A picture is worth a thousand words.”

Who said that I wonder? A quick and dirty Google search tells me that it is attributed to Frederick R. Barnard who published a piece in 1921, commending the effectiveness of graphics in advertising. Imagine what he would have to say in this connected multimedia world.

This is a picture of me and a friend at the age of about three.

Carlina and Susan 1963

Carlina and Susan 1963

I am the one crying. The other cherub is clearly enjoying the moment. I remember this incident and why I was crying. I didn’t want my photo taken. I didn’t know what having my “photo taken” meant. I didn’t like being forced to have this done. The photographer was the father of the happy girl, our neighbour, a school principal, and a huge bear of a man, of whom I was frightened. So it was a traumatic experience for me as a small child and I remember it well.

I have never liked having my photo taken since. I am not photogenic, nor fit the popular notion of what is attractive. So I don’t take many #selfies. And I don’t often post them to social media. I prefer to be at the other end of the camera lens.

On Instagram I am @queuingforbliss. This nom de plume originated in my pursuit to find beauty in my life. This began with a blog I created titled French Accent where I was trying to define what that pursuit for beauty really meant for me. It led to a trip to Europe in 2008 with my husband. We would queue gladly and expectantly to see master works of art and architecture: Michelangelo’s Statue of David in Florence Italy; Leonardo Da Vinci’s Mona Lisa at Le Louvre in Paris; the Sistine Chapel at the Vatican in Rome; Le Tour Eiffel; and much much more. And I remember sitting in the town square in Beaune France cocooned in a cloud of bliss, feeling like I was in love, realising I had indeed found my bliss. Back in Australia the challenge for me has always been to find that je ne sais quoi here at home. My quest is a daily one that persists. Instagram helps.

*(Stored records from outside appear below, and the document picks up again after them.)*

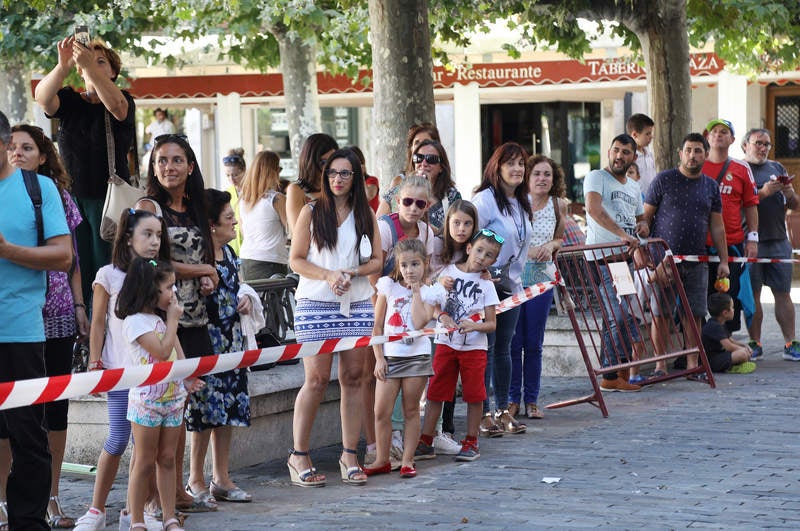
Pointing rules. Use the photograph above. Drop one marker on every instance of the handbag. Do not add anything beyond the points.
(119, 194)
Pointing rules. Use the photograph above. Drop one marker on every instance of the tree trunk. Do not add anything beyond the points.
(13, 98)
(299, 69)
(402, 70)
(662, 30)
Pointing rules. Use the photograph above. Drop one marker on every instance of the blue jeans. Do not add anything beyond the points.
(526, 370)
(498, 363)
(617, 343)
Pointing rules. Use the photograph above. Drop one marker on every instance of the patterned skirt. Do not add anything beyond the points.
(318, 321)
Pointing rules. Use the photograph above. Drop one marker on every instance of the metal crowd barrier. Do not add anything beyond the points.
(627, 305)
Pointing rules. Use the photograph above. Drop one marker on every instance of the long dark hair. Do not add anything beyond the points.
(323, 215)
(309, 164)
(193, 191)
(491, 178)
(140, 288)
(122, 253)
(52, 166)
(443, 181)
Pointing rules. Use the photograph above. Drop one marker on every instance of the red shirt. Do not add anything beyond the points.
(737, 189)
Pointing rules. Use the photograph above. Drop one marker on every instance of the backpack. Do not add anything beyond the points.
(393, 220)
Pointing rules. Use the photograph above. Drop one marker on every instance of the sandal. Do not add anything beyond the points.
(308, 477)
(349, 473)
(489, 427)
(56, 518)
(173, 524)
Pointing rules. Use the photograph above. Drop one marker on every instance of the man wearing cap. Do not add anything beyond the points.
(775, 194)
(739, 197)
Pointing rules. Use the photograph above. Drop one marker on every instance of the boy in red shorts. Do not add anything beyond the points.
(463, 352)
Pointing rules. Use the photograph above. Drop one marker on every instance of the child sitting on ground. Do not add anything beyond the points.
(724, 353)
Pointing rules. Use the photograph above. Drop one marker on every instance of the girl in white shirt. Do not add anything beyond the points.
(401, 307)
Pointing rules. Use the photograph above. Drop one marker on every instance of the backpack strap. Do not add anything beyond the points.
(35, 193)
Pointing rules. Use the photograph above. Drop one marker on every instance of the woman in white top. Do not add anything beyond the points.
(549, 213)
(262, 209)
(503, 207)
(335, 246)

I love Instagram. I love the immediacy of being able to see moments around our world as they happen and through the eyes of others. I appreciate the transient nature of this experience. There is no need to archive. I love that it represents a snapshot of our world moment by moment and we get to share that with everyone. I don’t see the point of locking down this social media tool as a private domain. The joy is in the shared experience.

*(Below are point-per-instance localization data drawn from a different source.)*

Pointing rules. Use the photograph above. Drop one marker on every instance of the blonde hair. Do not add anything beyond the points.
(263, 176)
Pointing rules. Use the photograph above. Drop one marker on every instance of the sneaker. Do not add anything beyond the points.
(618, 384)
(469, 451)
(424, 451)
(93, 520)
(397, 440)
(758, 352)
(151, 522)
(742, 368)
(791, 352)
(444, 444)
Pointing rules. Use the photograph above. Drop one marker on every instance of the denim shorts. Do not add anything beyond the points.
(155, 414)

I have always responded well to visual stimulation. Like many people I love colour and beauty. I love this Earth. I love detail, patterns, texture, art, landscapes, still-life images, shapes, and design. I don’t mind if the image has been enhanced with filters or other software applications. The detail is in the eye of the creator of the image, and if it is an image that stimulates further artistic creativity, then that is a perfectly reasonable aspect of this creative stimulation that Instagram inspires.

Some people have a natural eye for detail and capture excellent snapshots. Others have a gift for photography and some earn a living as photographers and it is good to see those on Instagram too. And while I enjoy following National Geographic @natgeo@nasa and other organisations, it is the everyperson daily snaps that seem to carry the most interest for me. I don’t like sales on Instagram or personal promotion, and if it is a key component of the content then I will unfollow that person.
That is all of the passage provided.